U.S. involvement in the investigation took another strange turn in October 2009 when two Chilean Policia de Investigaciones (PDI) officers assigned to the Frei case attempted to speak with officials from the Centers for Disease Control (CDC) in Atlanta. The officers wanted to know if the CDC sent strains of “clostridium botulinum” (toxin or antidote) to the Chilean Institute of Public Health in 1981 or 1982. The officers requested the meeting with the CDC through the Pan-American Health Organization (PAHO) rather than through a U.S. law enforcement agency, creating another situation where Chilean authorities did not follow proper protocols. After consulting with Post and [Bureau of Western Hemisphere Affairs], the CDC declined to meet with the Chilean officers because they did not follow established rules for arranging such a meeting. The State Department’s Chile desk officer verbally notified the Chilean Embassy in Washington about the need to follow proper channels when conducting investigations and Post’s Legatt discussed the issue with the PDI officials (US Embassy in Santiago, 4 Feb. 2010, ¶ 11).

It seems relevant to note that clostridium botulinum was one of those exported to Iraq in the 1980s according to a 1994 report by the Senate Banking Committee.

It may also be worth noting that this is not the first time the US has been suspected of providing biological warfare agents to Latin American rightists.

[In 1981] an epidemic of dengue fever swept the Cuban island. Transmitted by blood-eating insects, usually mosquitos, the disease produces severe flu symptoms and incapacitating bone pain. Between May and October 1981, over 300,000 cases were reported in Cuba with 158 fatalities, 101 of which were children under 15. In 1956 and 1958, declassified documents have revealed, the US Army loosed swarms of specially bred mosquitos in Georgia and Florida to see whether disease-carrying insects could be weapons in a biological war. The mosquitos bred for the tests were of the Aedes Aegypti type, the precise carrier of dengue fever as well as other diseases. In 1967 it was reported by Science magazine that at the US government center in Fort Detrick, Maryland, dengue fever was amongst those “diseases that are at least the objects of considerable research and that appear to be among those regarded as potential BW [biological warfare] agents.” (William Blum, Killing Hope, Ch. 30)

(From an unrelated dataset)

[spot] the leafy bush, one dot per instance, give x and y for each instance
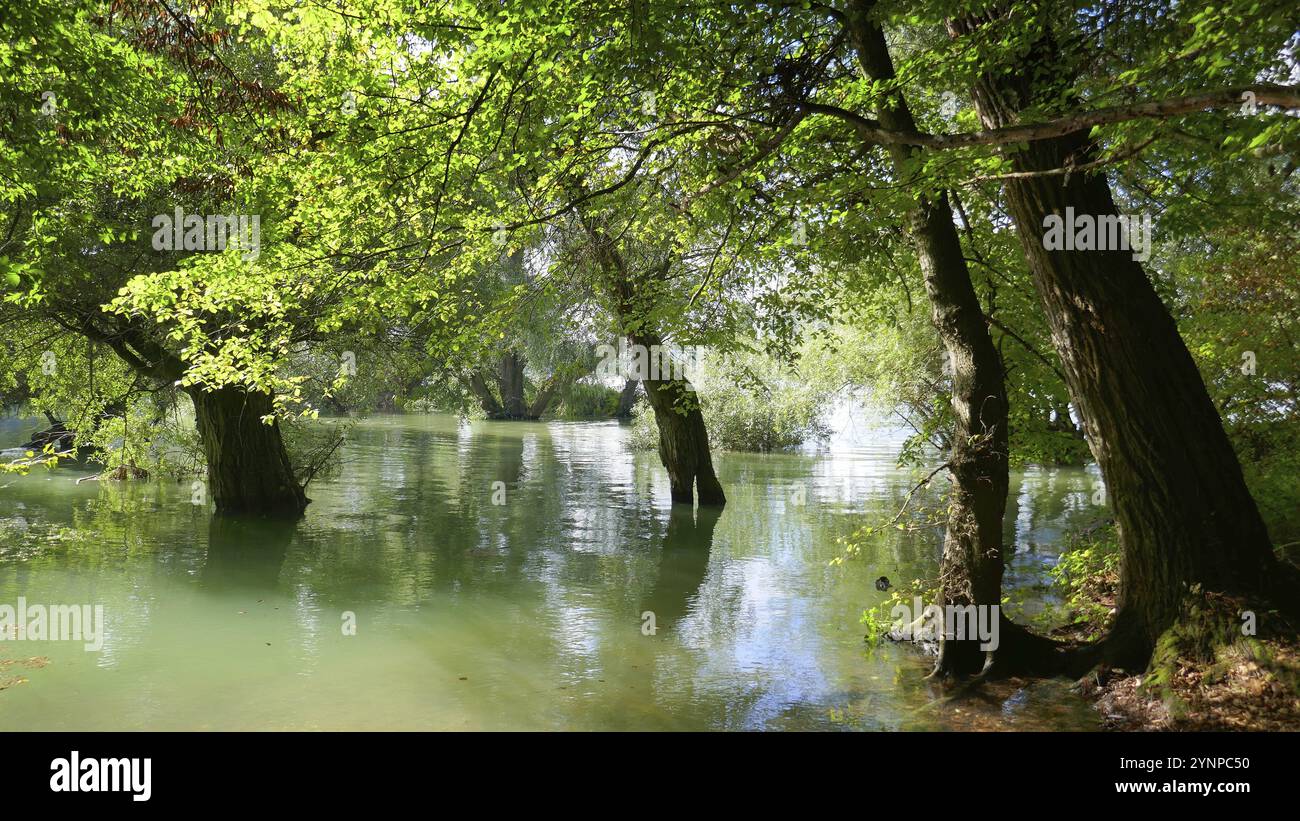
(745, 418)
(581, 400)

In the 1984 trial of Cuban exile Eduardo Victor Arocena Perez, the defendant testified about a boat which traveled to the island in 1980:

The group that was ahead of me had a mission to carry some germs to introduce them in Cuba to be used against the Soviets and against the Cuban economy, to begin what was called chemical war, which later on produced results that were not what we had expected, because we thought that it was going to be used against the Soviet forces, and it was used against our own people, and with that we did not agree. (Transcript, 10 Sep. 1984, p. 2187)

In short, there is much evidence to suggest that the US has given dangerous biological warfare agents to unsavory characters that it viewed as favorable at the time.